On top of the discrimination, Kurds often face violent reprisals, and though he does not speak about it explicitly, Quis suggests he too was at the receiving end of such persecution, which is why he resolved to flee the country. He travelled through Egypt and Libya, eventually taking a boat that landed him in Malta in September 2002. Nessrin joined him two years later and travelled to Malta regularly with her passport.

He spent four months in detention at the centre that used to be manned by the police in Floriana and was then released, eventually being granted protection.

He has now been in the country for more than 10 years, but whenever he applies for citizenship, he finds the door shut. And, as he puts it, there is nothing to suggest that “things will ever change”.

Their status means they are stuck here, unable to move on either.

“I like Malta, I like the people and I like the life this country offers. But in some respects, for me, it’s like it was in Syria. My family and I don’t have access to many benefits, like children’s allowance, welfare in case something happens to me, or, even, something like a pension, for the future,” Quis points out.

“We are second class and we are not free to seek a future elsewhere, in a country where they can offer it to us. I understand Malta’s situation, I really do, but I cannot bear this for my family.”

The plight of stateless people is not singular to Malta. The UN Refugee agency (UNHCR) estimates that there are over 400,0000 people in this situation in the European Union alone. However, Malta lags behind significantly in the area.

There are two UN conventions that deal with statelessness, one from 1954 and the other from 1961. They aim to prevent people being rendered stateless in the first place but also provide a legal framework guiding countries that host people without citizenship on how to protect them.

Malta, along with Estonia, Poland and Cyprus within the EU, is not party to either convention despite a 2012 pledge by member states to all be signed up. And although in 2003 the government signed a 1997 Council of Europe convention dealing with the problem, Parliament is yet to ratify the legislation.

The country is also one of a few EU states not to report statistics on the number of stateless individuals in Malta, but research carried out by UNHCR suggests that the number of stateless people in Malta very limited.

Even rarer are cases of children, like Stera and Mohammed, who were born stateless here. A similar case is that of a Somali-born woman, who gave birth to a girl on an unregistered vessel in international waters , before being brought to Malta. However, both mother and child have now moved on after being chosen as part of a relocation programme to France.

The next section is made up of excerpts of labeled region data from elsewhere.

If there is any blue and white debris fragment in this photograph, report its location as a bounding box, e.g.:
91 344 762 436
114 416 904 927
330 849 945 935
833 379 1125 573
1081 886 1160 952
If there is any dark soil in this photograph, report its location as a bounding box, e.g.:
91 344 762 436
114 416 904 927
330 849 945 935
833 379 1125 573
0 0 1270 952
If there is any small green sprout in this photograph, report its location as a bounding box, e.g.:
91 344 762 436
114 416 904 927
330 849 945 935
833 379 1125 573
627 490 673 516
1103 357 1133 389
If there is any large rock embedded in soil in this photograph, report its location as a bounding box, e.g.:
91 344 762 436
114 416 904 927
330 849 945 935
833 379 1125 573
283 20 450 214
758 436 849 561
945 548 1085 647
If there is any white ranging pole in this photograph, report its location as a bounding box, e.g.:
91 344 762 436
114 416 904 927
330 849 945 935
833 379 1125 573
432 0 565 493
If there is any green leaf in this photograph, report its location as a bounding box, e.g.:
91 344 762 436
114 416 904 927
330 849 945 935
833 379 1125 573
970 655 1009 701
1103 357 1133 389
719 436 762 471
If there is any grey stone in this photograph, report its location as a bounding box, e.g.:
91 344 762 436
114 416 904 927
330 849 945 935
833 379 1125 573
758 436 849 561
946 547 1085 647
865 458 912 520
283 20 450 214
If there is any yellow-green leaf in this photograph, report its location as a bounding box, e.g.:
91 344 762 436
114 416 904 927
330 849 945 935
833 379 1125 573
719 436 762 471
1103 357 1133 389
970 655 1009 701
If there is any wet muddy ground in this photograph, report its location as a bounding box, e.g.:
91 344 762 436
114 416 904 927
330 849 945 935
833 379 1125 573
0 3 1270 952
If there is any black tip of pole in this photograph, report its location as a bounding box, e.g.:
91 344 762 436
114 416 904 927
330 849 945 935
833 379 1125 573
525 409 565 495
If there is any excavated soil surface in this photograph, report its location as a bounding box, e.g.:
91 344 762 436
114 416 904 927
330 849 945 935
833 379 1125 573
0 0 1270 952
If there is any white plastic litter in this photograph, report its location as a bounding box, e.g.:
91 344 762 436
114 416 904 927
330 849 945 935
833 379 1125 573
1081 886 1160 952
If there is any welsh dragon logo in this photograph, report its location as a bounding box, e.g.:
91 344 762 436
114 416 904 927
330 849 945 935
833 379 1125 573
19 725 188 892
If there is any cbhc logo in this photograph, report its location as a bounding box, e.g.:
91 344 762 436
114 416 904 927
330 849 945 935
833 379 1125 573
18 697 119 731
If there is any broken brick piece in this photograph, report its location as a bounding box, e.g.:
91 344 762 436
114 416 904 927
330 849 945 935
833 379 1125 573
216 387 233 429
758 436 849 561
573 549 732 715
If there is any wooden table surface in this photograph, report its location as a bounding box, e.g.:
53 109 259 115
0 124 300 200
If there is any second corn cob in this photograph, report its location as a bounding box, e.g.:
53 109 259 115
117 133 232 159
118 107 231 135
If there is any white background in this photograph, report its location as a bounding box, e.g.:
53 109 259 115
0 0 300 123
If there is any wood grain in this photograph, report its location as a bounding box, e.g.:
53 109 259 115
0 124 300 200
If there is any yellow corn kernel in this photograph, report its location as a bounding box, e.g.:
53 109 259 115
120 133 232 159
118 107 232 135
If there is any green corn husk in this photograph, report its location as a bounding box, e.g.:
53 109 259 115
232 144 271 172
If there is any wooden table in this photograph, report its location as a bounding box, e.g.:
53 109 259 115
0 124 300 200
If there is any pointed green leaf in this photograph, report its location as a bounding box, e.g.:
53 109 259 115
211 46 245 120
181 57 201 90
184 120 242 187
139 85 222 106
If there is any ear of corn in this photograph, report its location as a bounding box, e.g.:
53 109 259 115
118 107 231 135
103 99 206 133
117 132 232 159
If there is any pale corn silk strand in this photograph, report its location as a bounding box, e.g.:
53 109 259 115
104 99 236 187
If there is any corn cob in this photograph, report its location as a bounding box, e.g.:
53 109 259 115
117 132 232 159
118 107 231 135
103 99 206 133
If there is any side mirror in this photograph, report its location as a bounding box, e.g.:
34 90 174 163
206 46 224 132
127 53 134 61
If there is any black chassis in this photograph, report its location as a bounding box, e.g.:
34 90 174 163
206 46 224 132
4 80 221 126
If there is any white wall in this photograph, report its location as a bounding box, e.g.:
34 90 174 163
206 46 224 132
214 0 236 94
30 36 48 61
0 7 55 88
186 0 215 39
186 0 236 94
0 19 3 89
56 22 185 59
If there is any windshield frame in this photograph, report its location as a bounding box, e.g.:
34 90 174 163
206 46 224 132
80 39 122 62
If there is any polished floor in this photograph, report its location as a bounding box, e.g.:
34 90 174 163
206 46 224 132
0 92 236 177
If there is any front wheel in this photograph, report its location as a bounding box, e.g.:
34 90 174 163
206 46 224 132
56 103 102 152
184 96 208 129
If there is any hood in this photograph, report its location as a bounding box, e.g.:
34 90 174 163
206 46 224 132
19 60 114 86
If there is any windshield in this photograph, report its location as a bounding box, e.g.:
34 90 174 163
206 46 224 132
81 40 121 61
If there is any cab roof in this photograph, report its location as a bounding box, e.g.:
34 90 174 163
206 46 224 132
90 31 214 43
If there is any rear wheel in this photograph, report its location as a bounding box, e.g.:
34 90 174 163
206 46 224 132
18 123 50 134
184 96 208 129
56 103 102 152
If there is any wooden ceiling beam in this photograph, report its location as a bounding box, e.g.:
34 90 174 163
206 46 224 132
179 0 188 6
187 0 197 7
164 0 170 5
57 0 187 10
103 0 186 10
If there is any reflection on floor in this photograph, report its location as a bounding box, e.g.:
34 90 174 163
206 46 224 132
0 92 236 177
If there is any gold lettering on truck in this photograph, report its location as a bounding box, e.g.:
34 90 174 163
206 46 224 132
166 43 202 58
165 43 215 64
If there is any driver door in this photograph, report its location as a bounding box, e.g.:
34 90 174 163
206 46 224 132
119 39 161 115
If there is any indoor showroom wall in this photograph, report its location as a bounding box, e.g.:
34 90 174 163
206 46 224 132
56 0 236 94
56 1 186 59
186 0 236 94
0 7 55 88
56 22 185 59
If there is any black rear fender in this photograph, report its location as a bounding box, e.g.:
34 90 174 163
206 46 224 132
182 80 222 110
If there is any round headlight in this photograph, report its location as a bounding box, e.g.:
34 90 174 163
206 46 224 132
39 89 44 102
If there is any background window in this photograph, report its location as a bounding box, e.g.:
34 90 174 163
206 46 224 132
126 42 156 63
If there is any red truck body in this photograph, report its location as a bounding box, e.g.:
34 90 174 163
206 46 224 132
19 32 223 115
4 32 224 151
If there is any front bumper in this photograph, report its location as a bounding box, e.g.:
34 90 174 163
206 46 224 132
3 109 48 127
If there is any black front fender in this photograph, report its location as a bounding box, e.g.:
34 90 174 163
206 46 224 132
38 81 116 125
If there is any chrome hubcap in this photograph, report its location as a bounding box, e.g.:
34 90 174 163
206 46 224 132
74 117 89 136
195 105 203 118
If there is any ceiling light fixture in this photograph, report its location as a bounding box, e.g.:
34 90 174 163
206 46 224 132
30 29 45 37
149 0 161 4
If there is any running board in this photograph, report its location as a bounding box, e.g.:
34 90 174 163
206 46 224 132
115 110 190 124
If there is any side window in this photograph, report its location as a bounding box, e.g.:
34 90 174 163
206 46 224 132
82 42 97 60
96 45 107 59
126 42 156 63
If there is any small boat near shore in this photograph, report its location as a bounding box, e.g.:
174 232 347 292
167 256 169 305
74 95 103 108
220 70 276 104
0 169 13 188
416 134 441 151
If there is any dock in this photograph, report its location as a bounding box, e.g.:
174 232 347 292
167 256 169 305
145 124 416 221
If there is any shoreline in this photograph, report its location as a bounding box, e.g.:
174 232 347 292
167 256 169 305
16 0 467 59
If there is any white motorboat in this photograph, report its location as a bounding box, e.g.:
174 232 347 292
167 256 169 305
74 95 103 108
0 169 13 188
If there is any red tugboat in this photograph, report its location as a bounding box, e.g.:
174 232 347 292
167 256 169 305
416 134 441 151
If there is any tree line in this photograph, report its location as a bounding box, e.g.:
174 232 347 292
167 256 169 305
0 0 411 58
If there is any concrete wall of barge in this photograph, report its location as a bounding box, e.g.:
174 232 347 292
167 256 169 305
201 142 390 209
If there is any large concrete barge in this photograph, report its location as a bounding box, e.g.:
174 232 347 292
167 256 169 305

Recently it was announced that legal amendments are being considered to allow such children to be registered in Malta.

UNHCR is now planning to publish its research as part of an upcoming 10-year global campaign to eradicate statelessness.

The story of Quis, Stera and Mohammed will feature in that research. The father hopes it will lead to the change his family needs to be settled.

“I just want peace of mind, for me and my family. You cannot keep a family if you cannot plan for the future, you cannot plan because everything is up in the air. That is all I ask for, that someone helps us find a solution for the future of my family.”